« July 2007 | Main | September 2007 »

August 2007

August 31, 2007

What Killed The Storage Service Providers?

Storage Service Providers (SSPs) were common back in the dot-com days. The idea was that instead of buying your own disk drives, you could buy disk space from an SSP and access it over the internet, or over some kind of metropolitan area network.

Many people believe that the SSPs died out because corporations want to keep their data nearby and will never allow it to be stored offsite. (I followed Jon Rath’s blog to two articles about the possible resurgence of SSPs, here and here.)

I don’t think offsite data was the main problem. I believe that SSPs died because their business model evaporated out from under them.

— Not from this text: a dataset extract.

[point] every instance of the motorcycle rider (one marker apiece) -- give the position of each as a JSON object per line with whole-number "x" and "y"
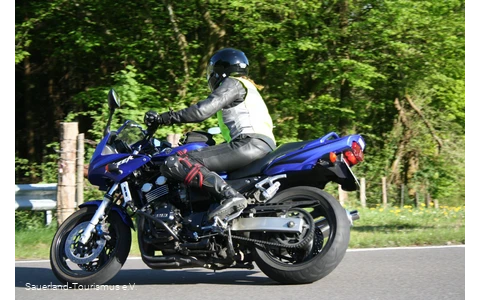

To understand the original SSP business model, you have to think back to the crazy days of the dot-com boom, when the SSPs were popular. Companies were growing so fast that they just couldn’t keep up with the hiring. Money was plentiful, but IT staff was scarce. Everyone believed that there was a limited time to make a land grab, so they couldn’t afford to slow down.

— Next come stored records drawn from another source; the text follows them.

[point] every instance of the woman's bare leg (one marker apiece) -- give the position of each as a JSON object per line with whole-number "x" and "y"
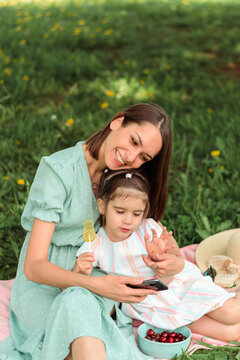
{"x": 87, "y": 348}
{"x": 215, "y": 329}
{"x": 228, "y": 313}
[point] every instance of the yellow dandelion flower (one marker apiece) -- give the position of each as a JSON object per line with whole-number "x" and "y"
{"x": 108, "y": 32}
{"x": 77, "y": 31}
{"x": 81, "y": 22}
{"x": 104, "y": 105}
{"x": 21, "y": 182}
{"x": 149, "y": 94}
{"x": 110, "y": 93}
{"x": 70, "y": 122}
{"x": 215, "y": 153}
{"x": 8, "y": 71}
{"x": 231, "y": 65}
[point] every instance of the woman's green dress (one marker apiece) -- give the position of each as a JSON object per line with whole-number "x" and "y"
{"x": 43, "y": 320}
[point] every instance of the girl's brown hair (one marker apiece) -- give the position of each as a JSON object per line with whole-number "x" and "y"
{"x": 156, "y": 170}
{"x": 123, "y": 183}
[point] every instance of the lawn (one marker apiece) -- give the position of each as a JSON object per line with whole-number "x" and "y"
{"x": 66, "y": 67}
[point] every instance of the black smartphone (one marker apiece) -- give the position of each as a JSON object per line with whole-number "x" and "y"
{"x": 153, "y": 284}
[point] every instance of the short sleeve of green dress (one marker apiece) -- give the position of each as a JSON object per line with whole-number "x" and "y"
{"x": 44, "y": 320}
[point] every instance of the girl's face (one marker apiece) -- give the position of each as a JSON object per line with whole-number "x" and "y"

In that environment, the SSP business model was: We charge more, but you’ll pay it anyway, because you can’t hire IT people yourself. Part of the reason that startups couldn’t hire IT staff themselves was that SSPs and other IT-centric startups were luring them in with pre-IPO stock options. Why be in a supporting role at a product-centric startup when you could run the show at an IT-centric startup?

The model fell apart after the dot-com crash, because dollars became scarce, potential customers no longer needed to grow fast, and there were plenty of unemployed IT people around to hire. “We charge more so you can grow fast” lost its appeal.

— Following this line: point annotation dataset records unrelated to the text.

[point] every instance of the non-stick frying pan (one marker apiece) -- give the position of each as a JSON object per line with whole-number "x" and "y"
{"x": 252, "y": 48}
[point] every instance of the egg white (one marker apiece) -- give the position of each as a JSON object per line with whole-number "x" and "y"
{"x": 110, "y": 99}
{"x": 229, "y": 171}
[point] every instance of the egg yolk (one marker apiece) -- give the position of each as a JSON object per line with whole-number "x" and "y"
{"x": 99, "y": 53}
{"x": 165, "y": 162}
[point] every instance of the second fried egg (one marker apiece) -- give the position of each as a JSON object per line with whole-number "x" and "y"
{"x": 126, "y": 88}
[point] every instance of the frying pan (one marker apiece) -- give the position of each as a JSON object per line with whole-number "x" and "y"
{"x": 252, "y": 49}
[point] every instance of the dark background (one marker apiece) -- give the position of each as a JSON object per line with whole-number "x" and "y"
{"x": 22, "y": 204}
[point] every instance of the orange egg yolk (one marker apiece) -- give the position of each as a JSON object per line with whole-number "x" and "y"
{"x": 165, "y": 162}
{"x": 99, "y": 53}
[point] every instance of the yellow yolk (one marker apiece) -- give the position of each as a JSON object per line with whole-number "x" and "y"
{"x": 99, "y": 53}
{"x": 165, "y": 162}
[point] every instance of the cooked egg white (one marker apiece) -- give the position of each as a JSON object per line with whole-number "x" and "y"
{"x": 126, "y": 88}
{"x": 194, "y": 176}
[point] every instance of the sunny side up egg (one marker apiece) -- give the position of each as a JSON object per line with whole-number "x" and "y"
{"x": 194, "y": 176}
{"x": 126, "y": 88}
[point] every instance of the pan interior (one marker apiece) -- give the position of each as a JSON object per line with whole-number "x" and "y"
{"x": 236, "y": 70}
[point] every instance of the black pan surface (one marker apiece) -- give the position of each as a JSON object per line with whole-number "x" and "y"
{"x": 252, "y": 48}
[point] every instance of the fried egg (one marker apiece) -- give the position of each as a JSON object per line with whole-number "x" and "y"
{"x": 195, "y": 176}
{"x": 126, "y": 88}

In response, SSPs tried to change their business model. They claimed, “We can save you money because of economies of scale.” The problem is, they never actually demonstrated that. Helping your customers grow very quickly, but at a high cost, is very different from helping your customers save money. The SSPs just weren’t able to make the change.

Part of the cost problem is that the bandwidth required to feed a big disk array is expensive. It’s true that bandwidth keeps getting cheaper, but then again, disk drives keep getting bigger. Some SSPs focused on outsourcing storage within co-location facilities where customers would also host their servers. This solved the bandwidth problem, but left SSPs vulnerable when the co-lo model collapsed. The final blow was that many of the SSPs’ biggest customers were the failing dot-com companies.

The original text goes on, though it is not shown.